We all jumped on Zoom and Teams calls, not really knowing how to fully operate them, and set out on a journey of meeting after meeting in the home office, kitchen or somewhere else others weren’t!
Resilience in the workplace requires a positive psychology, pushing the barriers aside when everything is coming at you and above all, surviving to fight another day.
The country dipped and so did the majority of businesses, often through no fault of their own. When the economy shuts down, not every venture will survive, many factors come into play and not all of them can be overcome.
But in many cases, the difference between failure and survival is the mental resilience of the owners, managers and staff, not singularly but as a whole team: Call it corporate resilience. In retrospect, it is this that I have seen as the most direct indicator of how a company was going to come through this.

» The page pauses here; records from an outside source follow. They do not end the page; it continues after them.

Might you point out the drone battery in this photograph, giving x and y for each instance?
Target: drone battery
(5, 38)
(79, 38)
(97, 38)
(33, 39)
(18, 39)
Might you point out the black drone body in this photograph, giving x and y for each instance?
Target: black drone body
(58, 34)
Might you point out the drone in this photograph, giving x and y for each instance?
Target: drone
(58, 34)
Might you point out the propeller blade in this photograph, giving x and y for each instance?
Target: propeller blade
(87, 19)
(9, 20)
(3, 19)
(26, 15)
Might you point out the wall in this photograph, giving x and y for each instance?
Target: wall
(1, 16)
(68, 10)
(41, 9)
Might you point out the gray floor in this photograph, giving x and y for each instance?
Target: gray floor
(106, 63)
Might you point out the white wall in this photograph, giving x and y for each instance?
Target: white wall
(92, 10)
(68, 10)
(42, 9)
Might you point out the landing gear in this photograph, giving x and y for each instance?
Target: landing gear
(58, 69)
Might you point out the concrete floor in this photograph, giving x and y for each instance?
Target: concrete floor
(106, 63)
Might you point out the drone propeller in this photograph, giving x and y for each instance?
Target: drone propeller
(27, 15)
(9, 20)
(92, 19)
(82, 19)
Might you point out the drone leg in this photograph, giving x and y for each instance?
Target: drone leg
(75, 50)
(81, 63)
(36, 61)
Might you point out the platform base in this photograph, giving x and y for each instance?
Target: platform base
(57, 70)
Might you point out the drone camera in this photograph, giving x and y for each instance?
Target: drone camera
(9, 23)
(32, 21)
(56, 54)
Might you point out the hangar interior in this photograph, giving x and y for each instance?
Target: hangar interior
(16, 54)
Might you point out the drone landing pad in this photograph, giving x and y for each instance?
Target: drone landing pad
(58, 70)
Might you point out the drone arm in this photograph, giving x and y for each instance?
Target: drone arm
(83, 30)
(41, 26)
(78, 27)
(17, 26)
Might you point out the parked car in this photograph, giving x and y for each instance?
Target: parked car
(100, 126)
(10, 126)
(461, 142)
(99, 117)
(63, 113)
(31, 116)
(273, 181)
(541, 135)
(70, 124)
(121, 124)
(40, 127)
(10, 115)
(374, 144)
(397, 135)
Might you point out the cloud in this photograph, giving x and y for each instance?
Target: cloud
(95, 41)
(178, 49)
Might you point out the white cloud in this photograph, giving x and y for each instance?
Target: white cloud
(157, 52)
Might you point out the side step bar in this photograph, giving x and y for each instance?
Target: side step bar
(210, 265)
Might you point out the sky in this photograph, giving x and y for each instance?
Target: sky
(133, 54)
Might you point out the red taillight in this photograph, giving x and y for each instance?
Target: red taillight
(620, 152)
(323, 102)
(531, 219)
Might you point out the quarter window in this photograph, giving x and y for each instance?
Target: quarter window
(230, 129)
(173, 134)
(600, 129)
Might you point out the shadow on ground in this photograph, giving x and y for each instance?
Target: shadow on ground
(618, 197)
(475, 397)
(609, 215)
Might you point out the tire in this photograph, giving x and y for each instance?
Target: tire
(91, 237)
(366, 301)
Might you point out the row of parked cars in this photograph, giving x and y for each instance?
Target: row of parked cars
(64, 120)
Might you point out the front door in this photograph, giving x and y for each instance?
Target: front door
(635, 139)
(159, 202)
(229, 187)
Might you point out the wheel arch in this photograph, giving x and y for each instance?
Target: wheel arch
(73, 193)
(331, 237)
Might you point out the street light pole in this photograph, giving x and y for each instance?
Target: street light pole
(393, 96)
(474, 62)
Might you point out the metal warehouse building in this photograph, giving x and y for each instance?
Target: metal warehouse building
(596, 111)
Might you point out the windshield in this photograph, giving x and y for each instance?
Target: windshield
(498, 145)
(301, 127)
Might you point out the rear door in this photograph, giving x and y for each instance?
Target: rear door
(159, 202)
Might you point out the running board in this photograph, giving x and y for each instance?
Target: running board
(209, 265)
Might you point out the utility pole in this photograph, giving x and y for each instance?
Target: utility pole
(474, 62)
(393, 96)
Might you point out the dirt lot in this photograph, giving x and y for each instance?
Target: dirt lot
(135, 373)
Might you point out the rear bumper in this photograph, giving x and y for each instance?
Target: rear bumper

Directors paused, asking themselves what this new world would mean for their business and their existing business models.
How could they diversify, change, grow and gain traction, either to continue to follow their chosen path but often in a different way?
Adapt or die was the new reality. They armed their managers with tool kits, courses, and new pathways of working. Those that saw the direction of travel picked this up and ran with it, learning and adapting as they went.
Often, they connected with people in their organisation they had never worked with before, a new set of eyes, new perspectives. Crucially there were no stupid suggestions just ideas to be explored.
The goal was not just to survive but to diversify with long term growth, for their jobs, their home, their company, their reputation.
If leaders didn’t know their managers well enough they sure would now, and managers their staff, they all worked harder than ever before, for a common goal.
I admire them all for breaking the mould, they stopped, re-evaluated, listened, changed and trusted in their pathway.
What have business owners learnt from the last 12 months? Belief. They believed in themselves, they believed in their team, they believed in their staff, not luck, or who they knew, or being in the right place at the right time.
Resilience is now a requirement. A tool to succeed. One clear vision.